Christ quotes a passage from Moses because He was dealing with the Sadducees, who had no great faith in the prophets, or who, at least, held them in no higher estimation than we do the Book of Ecclesiasticus or the History of the Maccabees.
Another reason was that, as they had brought forward Moses, He chose rather to refer to the same writer than to quote any of the prophets. Besides, He did not aim at collecting all the passages of Scripture, as we see that the apostles do not always use the same proofs on the same subject.

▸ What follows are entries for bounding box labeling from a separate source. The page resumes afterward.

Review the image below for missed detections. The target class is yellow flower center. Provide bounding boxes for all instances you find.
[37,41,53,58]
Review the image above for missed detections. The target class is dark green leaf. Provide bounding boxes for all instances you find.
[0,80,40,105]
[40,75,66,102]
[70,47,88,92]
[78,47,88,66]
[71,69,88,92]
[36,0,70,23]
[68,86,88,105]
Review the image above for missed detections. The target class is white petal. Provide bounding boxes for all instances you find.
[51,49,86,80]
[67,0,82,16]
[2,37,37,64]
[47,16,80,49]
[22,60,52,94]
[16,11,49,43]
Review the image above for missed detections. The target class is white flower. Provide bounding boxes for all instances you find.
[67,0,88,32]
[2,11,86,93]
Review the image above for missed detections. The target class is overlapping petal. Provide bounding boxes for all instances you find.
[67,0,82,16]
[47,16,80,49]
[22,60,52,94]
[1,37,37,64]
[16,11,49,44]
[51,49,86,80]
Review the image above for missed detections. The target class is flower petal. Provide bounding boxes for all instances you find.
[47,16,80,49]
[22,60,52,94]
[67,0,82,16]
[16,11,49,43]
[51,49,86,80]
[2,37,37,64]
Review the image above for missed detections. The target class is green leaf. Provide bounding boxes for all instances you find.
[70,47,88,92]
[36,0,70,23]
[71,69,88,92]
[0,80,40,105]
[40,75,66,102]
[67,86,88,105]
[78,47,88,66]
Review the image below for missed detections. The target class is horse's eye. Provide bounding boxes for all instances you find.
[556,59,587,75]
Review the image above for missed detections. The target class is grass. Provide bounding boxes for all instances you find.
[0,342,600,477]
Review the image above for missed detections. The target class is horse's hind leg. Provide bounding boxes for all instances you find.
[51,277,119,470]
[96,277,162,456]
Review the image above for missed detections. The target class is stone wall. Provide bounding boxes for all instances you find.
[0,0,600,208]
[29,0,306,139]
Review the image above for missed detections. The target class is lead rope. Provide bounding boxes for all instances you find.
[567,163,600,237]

And yet we must not imagine that there were no good reasons why Christ seized on this passage (Exodus 3:6) in preference to others; but He selected it with the best judgment — though it might appear to be somewhat obscure — because it ought to have been well known and distinctly remembered by the Jews, as it was a declaration that they were redeemed by God because they were the children of Abraham.
There, indeed, God declares that He is come down to deliver an afflicted people, but at the same time adds that He acknowledges that people as His own, in respect of adoption, on account of the covenant which He had made with Abraham.
How does it happen that God regards the dead rather than the living, but because He assigns the first rank of honor to the fathers, in whose hands He had placed His covenant? And in what respect would they have the preference, if they had been extinguished by death?
This is also clearly expressed by the nature of the relation; for as no man can be a father without children, nor a king without a people, so, strictly speaking, the Lord cannot be called the God of any but the living.
Christ’s argument, however, is drawn not so much from the ordinary form of expression as from the promise which is contained in these words. For the Lord offers Himself to be our God on the condition of receiving us, on the other hand, as His people, which alone is sufficient for the assurance of perfect happiness. Hence that saying of the Church by the prophet Habakkuk (Habakkuk 1:12):
Thou art our God from the beginning: we shall not die.
Since, therefore, the Lord promises salvation to all to whom He declares that He is their God, and since He says this respecting Abraham, Isaac, and Jacob, it follows that there remains for the dead a hope of life. If it is objected that souls may continue to exist, though there is no resurrection of the dead, I replied, a little before, that those two are connected, because souls aspire to the inheritance laid up for them, though they do not yet reach that condition.